She wasn't supposed to get involved with Sean, at least not on an emotional level. At one point in the beginning, she'd even laughed him out of her door, telling him to 'take it for what it was.'

The joke was on her.

She felt more than a little lost and confused. There was this magnetic hold he had over her, but why? Why him?

Why would she want the one person she couldn’t ever have? The one person who could never give her what she wanted?

The hot water all of a sudden felt scalding. Lost in her thoughts, she'd kept scrubbing her skin without paying attention, and she'd been on her way to rubbing herself raw.

Coffee. She needed coffee. That would make everything feel better. Almost instantly, she thought of Sean’s Mexican coffees. How he would lure her out of bed after making love to her by placing a steaming mug on the nightstand, and then moving it away each time she reached for it, only giving it to her when she’d made it out of the bedroom. 

Tears slipped out of eyes that already felt too raw. She tightly wrapped a towel around her, heading to the kitchen.

She was in the middle of preparing coffee for the grinder when a loud, very male groan came from the living room.

She felt her heart race as she wildly wondered who was in her apartment. Had she brought someone home from the night before? Guilt and shame swept through her. She wasn’t a big drinker, but she’d been so distraught last night, she’d gotten plastered. What had she done?

She tip-toed into the living room, clutching the towel tightly around her.

Only to gasp at the sight before her.

Sean lay sprawled out on her couch in his boxers. His jeans and the shirt he'd had on the night before were thrown over her armchair. Her breathing quickened, and she drew closer to him.

He had eyelashes like a girl, long and curly, and she crazily wondered how she'd never really paid attention to them before. She wanted to drop the towel and bend down and stroke her fingers across the stubble on his jaw. She wanted to press her mouth all over his chest and whisper how much she adored him. 
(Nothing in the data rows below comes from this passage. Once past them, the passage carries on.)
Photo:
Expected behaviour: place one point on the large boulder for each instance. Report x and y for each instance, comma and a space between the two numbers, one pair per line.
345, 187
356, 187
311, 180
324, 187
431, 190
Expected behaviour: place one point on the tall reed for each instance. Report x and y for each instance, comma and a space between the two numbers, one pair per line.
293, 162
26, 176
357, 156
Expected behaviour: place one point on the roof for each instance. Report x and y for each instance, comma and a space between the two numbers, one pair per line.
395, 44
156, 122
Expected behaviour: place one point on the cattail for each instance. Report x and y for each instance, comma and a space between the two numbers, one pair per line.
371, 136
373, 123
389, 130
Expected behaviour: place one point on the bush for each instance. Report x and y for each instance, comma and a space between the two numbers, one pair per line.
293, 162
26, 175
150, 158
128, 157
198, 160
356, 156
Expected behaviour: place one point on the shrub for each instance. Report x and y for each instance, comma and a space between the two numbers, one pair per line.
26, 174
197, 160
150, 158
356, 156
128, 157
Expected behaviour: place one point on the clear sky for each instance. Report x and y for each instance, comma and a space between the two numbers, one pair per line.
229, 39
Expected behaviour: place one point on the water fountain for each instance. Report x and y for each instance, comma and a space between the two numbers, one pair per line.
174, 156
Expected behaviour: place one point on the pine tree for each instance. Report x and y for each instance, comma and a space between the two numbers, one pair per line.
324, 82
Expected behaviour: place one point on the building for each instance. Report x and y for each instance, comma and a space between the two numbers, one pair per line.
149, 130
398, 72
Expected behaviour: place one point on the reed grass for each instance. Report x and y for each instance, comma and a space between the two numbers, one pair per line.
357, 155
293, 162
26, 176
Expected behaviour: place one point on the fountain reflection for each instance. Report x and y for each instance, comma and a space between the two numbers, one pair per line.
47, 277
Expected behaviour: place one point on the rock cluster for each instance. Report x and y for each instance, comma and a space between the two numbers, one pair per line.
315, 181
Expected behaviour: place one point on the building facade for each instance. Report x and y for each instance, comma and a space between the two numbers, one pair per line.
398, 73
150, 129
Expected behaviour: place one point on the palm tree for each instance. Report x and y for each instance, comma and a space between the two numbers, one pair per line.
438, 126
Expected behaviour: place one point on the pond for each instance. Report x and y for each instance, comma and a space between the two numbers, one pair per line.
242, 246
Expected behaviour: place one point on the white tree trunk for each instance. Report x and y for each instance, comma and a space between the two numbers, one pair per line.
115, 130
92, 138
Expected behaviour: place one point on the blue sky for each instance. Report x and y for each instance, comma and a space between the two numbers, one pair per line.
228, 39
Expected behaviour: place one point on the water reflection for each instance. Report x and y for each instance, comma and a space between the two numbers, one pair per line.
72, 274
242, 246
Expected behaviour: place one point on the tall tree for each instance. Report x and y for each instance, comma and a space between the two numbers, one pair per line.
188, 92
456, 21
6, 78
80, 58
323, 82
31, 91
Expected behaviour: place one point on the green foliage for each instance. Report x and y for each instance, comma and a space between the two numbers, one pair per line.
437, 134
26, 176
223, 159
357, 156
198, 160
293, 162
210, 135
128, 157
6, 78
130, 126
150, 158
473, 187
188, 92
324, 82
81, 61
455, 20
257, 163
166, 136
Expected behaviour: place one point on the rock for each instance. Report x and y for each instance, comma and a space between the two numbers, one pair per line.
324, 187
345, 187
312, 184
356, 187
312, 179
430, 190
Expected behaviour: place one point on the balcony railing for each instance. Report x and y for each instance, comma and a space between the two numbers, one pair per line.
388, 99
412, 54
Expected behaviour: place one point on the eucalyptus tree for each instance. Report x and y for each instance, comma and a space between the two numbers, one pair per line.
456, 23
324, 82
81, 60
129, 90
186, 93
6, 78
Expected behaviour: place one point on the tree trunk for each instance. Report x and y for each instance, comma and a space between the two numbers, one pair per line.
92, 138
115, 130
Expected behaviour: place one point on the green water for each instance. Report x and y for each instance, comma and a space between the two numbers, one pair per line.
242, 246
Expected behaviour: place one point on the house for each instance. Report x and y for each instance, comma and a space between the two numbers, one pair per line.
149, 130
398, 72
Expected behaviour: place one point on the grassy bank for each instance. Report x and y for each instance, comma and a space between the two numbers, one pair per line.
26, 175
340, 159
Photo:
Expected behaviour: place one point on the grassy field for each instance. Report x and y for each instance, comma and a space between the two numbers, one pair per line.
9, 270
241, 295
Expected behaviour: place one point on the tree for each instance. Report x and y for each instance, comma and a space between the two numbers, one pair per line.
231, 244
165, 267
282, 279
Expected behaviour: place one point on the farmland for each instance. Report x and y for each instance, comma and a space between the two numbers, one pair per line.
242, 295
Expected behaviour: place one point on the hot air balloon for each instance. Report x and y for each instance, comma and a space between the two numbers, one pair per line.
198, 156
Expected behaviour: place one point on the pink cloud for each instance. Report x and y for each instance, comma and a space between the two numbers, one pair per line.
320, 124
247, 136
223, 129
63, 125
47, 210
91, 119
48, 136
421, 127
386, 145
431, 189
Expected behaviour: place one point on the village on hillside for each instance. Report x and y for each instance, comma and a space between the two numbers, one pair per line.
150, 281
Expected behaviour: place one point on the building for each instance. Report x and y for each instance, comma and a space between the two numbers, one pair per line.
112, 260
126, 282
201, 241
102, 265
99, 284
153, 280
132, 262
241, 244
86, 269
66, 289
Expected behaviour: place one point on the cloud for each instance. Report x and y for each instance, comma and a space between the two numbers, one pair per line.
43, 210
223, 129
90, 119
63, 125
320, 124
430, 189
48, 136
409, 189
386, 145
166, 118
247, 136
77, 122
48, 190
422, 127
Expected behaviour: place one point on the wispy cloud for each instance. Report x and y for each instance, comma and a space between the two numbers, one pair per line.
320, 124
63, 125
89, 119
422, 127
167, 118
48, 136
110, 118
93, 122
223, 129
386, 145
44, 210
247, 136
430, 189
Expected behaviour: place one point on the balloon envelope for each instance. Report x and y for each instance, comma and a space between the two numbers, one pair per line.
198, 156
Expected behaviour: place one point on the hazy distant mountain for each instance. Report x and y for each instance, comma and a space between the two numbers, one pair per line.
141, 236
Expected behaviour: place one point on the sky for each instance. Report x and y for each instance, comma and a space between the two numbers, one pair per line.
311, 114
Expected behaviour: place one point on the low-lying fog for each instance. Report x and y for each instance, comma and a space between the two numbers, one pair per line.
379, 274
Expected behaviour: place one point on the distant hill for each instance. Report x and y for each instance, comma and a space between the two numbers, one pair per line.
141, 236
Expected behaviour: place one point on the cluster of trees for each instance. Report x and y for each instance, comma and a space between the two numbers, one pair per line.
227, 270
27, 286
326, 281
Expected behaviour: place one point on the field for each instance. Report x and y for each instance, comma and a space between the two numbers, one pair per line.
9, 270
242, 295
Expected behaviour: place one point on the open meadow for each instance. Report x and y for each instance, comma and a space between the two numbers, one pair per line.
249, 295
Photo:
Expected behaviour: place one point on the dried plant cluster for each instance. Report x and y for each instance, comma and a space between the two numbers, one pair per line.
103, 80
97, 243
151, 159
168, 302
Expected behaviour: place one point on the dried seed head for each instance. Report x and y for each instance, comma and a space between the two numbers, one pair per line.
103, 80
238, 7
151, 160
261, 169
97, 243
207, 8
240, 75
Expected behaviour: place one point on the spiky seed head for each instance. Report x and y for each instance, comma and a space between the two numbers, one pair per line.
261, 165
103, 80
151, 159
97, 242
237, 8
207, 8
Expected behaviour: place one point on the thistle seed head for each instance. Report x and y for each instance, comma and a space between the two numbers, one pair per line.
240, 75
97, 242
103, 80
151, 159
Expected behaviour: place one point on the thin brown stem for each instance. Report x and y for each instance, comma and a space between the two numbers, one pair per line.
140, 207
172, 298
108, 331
But she couldn’t do any of those things. She’d lost even the hope of that right the night before.

He opened his eyes. "Like what you see?"

She inhaled sharply as his eyes dark blue eyes pierced into hers. Deep and mesmerizing, like how they turned when he was around. He had no right to flirt with her—no right to expect anything from her after he’d had his mouth on that woman’s cleavage. She may have implicitly agreed to whatever it was they had done, but she did not agree to being on a rotation of ready and willing women, especially while she was standing there watching.

"What are you doing here?" she asked hoarsely.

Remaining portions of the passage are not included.